Moka5 is one of a number of Web sites offering free, downloadable virtual environments for your client PC. By virtual environment I mean the whole shebang – operating system, applications, supporting database – running as a virtual machine alongside your regular OS and applications. Its library of “LivePCs” includes everything from environments for creating secure VPNs to a Christian version of the Ubuntu open-source operating system, complete with customized parental controls and the WhatWouldJesusDownload toolbar.

And lest we forget servers, there’s a whole slew of downloadable server-based “virtual appliances” downloadable – again, for free -- from sites such as Jumpbox. Let’s say you’re a start-up software company and need a real low-cost (read: free) development management tool. Download one from the Web and run it as a virtual server on the lead developer’s notebook. Need a free customer relationship management system? Download one and run it in a virtual machine on your receptionist’s or CFO’s desktop, and just make sure they leave it running when they go home.
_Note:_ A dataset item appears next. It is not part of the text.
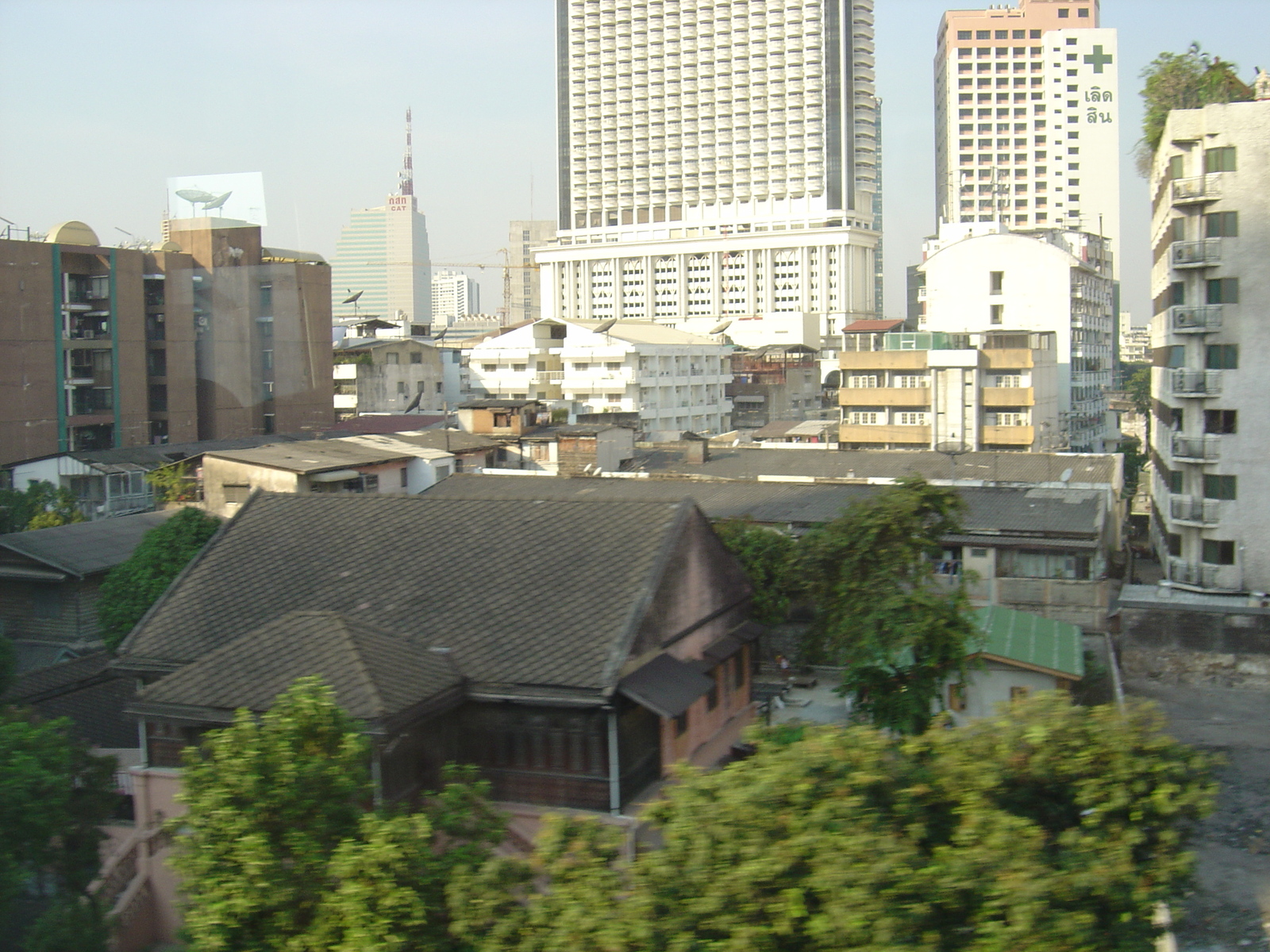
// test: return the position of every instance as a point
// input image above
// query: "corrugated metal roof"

These start-up vendors (who hope to make a living selling higher-end versions and support for their appliances) point out that beefing up a host PC to run a virtual appliance is a lot less expensive than buying dedicated server and a high-priced commercial application. And as if all this wasn’t enough, you can store many of these “virtual appliances” on a CD-ROM or even on a USB drive. This lets you use the virtual appliance off-line (although you need to hook to the Internet to get patches or updates) and to instantly load the virtual appliance on another system.
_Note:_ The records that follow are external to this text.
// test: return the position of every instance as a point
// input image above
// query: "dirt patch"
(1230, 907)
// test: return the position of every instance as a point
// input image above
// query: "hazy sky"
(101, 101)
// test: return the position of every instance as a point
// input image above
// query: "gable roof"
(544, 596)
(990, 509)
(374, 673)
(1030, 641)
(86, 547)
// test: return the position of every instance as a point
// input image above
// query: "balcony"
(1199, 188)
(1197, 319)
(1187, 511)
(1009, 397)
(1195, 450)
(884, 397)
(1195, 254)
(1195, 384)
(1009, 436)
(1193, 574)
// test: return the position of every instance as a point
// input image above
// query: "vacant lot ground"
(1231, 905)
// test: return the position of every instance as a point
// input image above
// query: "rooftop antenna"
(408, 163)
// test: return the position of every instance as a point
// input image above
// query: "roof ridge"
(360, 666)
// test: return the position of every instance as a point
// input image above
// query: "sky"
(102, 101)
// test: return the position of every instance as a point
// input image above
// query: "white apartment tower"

So this is all pure goodness, right? Well, no. First, you get what you pay for, and a free virtual appliance may – or may not – be properly configured to keep your data and the host PC secure. It may or may not deliver adequate  performance, may or may comply with regulations (such as those governing customer privacy) that could sink your business, and may or not be able to share data with other enterprise applications. The last thing a large organization wants are dozens or hundreds of unknown, unmanaged virtual appliances lurking on users’ hard drives or their desk drawers, just waiting to launch onto the network and do mischief.
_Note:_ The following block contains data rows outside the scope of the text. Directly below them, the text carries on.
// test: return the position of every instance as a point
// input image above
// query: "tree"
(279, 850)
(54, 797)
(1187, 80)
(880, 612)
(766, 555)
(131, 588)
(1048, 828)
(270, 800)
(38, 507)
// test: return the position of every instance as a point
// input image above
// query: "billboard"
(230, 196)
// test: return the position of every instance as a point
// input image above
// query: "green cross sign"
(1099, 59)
So what does all this mean for tech marketers? First, when you talk up the benefits of virtualization you also need to talk about how to manage the resulting sprawl of virtual machines and virtual appliances. Second, when you talk about virtualization, extend the conversation beyond the first-level benefits such as cost savings to talk about agility – the fact that virtualization can quickly deliver new application functionality so users can get more work done for the business. (Microsoft is among those thumping this theme with the Softgrid Application Virtualization) technology is acquired from Softricity last year.)

Above all, get past thinking about virtualization as only being important on the server, only coming from VMware and only being about hardware consolidation.